Sometimes, the need for the source code is not necessary. Sometimes all that is required is a complete definition of the inputs and outputs of the program. This is probably a simple program, but if you know that a certain list of numbers goes into a program and a set of operations is performed on that list and a new new set of numbers is created, then any programming language that handles the inputs and outputs could be used to satisfy the task of converting the input to the output.

The constraint on recovering an old program is that the inputs and outputs are still in place. They cannot be changed. What is missing is the exact definition of the inputs and outputs. The program knows what those inputs and outputs are. But the complete definition is in the code.

Unfortunately, the program can't expound on its nuances or give background on what the author was thinking. Comments help, when they are present.

The techniques of re-factoring are those that will provide the most insight with the best chance of documenting the inputs and outputs.

The other difficulty with working with old programs are the tools. With each generation of processors, comes a new generation of tools.

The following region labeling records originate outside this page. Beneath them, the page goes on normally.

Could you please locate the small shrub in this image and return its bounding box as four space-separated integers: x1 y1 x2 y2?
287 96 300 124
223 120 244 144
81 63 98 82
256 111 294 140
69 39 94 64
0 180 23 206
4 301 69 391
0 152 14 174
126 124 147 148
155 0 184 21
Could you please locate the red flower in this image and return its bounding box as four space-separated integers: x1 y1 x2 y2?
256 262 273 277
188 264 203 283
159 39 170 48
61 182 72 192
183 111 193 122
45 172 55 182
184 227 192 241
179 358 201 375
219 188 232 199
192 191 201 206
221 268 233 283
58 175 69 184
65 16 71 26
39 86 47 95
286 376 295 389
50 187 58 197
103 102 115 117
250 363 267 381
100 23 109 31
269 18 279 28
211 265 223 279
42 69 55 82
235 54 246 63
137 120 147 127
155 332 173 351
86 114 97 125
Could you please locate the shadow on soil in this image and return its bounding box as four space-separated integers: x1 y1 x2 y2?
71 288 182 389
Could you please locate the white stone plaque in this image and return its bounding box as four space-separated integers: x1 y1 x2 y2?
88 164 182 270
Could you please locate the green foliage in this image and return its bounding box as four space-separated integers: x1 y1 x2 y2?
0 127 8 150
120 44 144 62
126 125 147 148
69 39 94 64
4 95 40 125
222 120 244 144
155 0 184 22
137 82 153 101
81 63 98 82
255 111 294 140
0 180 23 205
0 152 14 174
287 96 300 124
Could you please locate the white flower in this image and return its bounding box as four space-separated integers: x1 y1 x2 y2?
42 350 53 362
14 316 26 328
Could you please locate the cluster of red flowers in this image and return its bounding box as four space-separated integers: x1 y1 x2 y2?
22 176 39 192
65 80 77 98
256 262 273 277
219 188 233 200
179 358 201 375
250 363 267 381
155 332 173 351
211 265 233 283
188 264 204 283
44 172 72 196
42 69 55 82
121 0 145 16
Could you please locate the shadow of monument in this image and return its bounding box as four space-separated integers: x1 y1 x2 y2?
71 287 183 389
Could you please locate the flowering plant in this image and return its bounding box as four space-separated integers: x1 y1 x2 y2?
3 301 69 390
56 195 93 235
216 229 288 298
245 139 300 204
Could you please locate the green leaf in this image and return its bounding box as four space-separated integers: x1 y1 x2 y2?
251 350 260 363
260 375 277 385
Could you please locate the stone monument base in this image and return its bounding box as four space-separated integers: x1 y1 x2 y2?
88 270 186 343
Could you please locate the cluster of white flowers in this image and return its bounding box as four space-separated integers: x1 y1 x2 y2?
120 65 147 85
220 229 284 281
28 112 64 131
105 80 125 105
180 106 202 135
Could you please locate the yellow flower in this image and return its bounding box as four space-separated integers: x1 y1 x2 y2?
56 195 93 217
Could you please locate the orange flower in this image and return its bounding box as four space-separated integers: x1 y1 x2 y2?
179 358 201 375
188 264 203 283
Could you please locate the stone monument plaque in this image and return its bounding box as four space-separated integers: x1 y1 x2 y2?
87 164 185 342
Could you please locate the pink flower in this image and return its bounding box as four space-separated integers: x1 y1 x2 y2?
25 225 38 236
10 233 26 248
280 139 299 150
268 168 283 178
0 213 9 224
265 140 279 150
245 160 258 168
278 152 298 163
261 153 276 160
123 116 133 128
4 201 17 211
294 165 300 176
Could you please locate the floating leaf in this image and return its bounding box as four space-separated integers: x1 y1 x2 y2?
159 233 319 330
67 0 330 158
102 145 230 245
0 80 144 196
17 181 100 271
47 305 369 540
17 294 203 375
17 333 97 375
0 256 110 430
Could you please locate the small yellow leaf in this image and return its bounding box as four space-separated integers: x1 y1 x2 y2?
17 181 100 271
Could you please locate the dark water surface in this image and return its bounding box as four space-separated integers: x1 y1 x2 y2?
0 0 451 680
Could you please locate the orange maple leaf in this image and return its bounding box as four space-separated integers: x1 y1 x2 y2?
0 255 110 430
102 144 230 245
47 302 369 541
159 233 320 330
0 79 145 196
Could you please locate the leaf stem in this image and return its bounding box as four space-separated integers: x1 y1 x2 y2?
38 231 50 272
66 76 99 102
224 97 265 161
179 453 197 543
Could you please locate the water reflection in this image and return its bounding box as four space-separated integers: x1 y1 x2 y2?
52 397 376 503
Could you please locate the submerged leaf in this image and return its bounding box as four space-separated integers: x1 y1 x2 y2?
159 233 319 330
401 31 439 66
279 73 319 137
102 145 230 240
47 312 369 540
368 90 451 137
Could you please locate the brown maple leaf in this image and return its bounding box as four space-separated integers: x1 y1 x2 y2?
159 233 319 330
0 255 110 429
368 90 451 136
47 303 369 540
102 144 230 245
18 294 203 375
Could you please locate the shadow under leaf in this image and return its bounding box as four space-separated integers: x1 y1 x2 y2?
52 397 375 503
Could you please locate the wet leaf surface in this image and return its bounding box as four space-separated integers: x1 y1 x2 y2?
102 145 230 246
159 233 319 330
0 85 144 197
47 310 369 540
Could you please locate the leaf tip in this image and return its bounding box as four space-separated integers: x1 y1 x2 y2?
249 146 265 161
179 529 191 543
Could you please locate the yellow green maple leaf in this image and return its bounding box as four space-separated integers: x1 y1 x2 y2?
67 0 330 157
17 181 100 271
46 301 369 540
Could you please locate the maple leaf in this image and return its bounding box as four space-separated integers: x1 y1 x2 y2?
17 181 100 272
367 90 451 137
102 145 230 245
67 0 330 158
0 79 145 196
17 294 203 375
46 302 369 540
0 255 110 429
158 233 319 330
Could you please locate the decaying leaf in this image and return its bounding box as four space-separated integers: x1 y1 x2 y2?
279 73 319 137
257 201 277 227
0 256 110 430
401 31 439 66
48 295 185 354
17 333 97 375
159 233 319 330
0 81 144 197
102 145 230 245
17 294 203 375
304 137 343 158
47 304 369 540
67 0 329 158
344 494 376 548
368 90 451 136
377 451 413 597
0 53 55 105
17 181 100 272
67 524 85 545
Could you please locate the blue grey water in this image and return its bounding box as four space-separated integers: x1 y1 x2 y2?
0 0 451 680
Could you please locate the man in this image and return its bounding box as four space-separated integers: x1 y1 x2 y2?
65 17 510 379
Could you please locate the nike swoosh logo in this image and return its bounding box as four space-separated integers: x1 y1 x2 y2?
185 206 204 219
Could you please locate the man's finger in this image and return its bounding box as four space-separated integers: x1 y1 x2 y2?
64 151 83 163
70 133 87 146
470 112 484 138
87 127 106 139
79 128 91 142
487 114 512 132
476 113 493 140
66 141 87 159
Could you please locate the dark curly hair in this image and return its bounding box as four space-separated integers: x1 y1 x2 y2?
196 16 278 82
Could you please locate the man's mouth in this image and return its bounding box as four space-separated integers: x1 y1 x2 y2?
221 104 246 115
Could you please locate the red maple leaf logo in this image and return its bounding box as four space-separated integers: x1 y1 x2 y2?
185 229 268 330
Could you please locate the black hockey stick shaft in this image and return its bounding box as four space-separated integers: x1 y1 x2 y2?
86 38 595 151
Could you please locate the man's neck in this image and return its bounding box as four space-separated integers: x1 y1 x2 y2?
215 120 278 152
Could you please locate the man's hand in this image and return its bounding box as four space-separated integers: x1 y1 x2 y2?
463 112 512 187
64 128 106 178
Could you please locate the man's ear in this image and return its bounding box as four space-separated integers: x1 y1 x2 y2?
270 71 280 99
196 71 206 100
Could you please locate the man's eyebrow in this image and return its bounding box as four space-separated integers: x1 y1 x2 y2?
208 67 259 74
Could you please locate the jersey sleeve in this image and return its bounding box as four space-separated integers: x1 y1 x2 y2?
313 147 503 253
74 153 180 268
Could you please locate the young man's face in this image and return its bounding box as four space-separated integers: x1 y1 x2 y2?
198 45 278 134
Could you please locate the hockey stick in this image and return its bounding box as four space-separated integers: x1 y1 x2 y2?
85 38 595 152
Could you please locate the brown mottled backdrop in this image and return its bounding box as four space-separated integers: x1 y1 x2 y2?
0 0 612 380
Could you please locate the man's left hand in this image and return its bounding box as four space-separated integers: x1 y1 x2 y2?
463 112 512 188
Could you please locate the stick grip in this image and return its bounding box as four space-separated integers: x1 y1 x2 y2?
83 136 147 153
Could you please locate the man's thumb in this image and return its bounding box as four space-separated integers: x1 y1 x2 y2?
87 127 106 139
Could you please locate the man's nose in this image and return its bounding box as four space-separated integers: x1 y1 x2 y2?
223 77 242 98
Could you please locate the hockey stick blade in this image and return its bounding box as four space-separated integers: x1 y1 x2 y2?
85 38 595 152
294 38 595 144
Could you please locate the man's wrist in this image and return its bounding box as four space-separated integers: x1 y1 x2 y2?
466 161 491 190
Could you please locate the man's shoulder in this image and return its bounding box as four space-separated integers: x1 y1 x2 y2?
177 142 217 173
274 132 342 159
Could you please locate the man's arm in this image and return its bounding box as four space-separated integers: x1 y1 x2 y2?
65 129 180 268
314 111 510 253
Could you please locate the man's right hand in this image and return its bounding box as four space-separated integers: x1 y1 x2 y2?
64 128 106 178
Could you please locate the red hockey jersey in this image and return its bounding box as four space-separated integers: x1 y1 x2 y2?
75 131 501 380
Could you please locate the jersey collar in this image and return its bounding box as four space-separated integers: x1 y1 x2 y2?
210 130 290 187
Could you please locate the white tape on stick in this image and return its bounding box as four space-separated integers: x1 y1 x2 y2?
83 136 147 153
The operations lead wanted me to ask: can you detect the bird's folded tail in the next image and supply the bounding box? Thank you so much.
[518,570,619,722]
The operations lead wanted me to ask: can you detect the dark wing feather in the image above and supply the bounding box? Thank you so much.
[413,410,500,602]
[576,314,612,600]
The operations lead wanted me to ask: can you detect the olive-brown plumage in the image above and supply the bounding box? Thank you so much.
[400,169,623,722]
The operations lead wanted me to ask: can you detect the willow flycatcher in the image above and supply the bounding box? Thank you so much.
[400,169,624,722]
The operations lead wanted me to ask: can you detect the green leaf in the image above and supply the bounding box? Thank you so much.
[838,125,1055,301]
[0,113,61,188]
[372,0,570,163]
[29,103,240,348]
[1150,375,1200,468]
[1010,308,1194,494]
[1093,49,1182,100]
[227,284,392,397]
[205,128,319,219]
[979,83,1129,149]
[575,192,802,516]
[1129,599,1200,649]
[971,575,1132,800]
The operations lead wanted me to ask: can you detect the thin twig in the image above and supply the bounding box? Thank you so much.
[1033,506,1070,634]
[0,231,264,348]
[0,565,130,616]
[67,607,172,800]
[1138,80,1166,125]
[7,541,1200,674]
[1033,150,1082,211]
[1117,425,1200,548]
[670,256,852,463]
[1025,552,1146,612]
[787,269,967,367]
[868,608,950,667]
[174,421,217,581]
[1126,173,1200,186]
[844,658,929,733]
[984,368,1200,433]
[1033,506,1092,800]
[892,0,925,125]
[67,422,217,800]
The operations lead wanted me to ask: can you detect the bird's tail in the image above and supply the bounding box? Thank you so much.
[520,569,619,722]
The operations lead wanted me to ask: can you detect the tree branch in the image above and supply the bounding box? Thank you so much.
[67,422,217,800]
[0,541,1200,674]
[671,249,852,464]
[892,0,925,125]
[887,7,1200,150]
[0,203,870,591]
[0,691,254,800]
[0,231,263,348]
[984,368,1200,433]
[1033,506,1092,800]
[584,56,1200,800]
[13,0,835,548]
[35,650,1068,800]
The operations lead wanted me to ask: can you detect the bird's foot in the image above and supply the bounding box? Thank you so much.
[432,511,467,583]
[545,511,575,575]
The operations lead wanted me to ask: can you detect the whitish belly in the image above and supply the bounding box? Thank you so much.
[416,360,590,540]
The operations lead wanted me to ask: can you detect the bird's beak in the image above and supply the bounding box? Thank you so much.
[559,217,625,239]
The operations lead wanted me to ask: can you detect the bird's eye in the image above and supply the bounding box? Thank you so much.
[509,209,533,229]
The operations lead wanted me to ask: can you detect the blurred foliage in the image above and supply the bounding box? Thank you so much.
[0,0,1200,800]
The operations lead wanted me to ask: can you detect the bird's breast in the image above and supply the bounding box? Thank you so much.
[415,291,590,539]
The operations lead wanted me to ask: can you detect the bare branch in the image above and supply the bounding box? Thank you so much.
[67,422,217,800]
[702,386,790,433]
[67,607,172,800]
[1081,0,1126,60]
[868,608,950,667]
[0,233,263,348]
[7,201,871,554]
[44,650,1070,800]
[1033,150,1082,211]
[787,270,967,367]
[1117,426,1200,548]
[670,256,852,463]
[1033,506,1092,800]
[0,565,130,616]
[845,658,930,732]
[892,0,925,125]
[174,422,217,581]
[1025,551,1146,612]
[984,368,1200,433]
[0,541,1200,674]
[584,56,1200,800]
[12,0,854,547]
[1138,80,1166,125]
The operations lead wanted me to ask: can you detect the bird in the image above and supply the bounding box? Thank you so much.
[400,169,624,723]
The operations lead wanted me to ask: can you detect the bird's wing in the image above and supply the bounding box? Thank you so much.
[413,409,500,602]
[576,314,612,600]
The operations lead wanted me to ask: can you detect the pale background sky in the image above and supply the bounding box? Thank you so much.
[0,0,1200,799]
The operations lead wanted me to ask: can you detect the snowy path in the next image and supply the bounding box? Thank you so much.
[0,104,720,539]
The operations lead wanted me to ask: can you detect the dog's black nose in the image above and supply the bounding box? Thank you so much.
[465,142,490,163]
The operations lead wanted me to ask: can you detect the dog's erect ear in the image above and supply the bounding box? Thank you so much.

In the '90s the method by which one debugged an embedded program was very primitive or very sophisticated, but not much in between. The primitive method was to output RS-232 messages to display the current state of the code. Each output would reveal the changing state. Analysis would then determine what might be wrong. The very sophisticated, and thus very expensive method, was to use an In-Circuit Emulator or ICE.

Memory was expensive in the '90s. Embedded processors did not have cache. Programs ran from Read Only Memory, which may have been PROMs, EPROMs or Flash. The processor would have break point capability, but only if the memory location could be changed to an 'illegal instruction' to cause a jump to the interrupt handler that would provide the debugging support. This only worked if the program was running in RAM. Inserting an illegal instruction into ROM is impossible. This is the same mechanism used today for software breakpoints. Hardware breakpoints were nowhere to be seen.

The ICE provided a way for a host processor, a PC, to have RAM memory substitute for ROM memory as well as take over the clock operations of the processor, allowing the user to watch the processor step through each instruction in as much detail as desired.

Breakpoints are essential.

RS-232 output disturbs the timing of the program and use up precious memory. The ICE was an emulator and thus provided the debugging functions without the rewriting of code and using any additional memory.

If the program was neglected, then the tools have been neglected. The ICE unit may no longer power  on, if it can be found at all.

The history of how the author came to writing the code is lost. The author learned, most likely by trial and error, the nuances of the language and the hardware. This history is not documented.

All in all a puzzle.

That's another good definition of software archaeology, the study of puzzles created by time and neglect.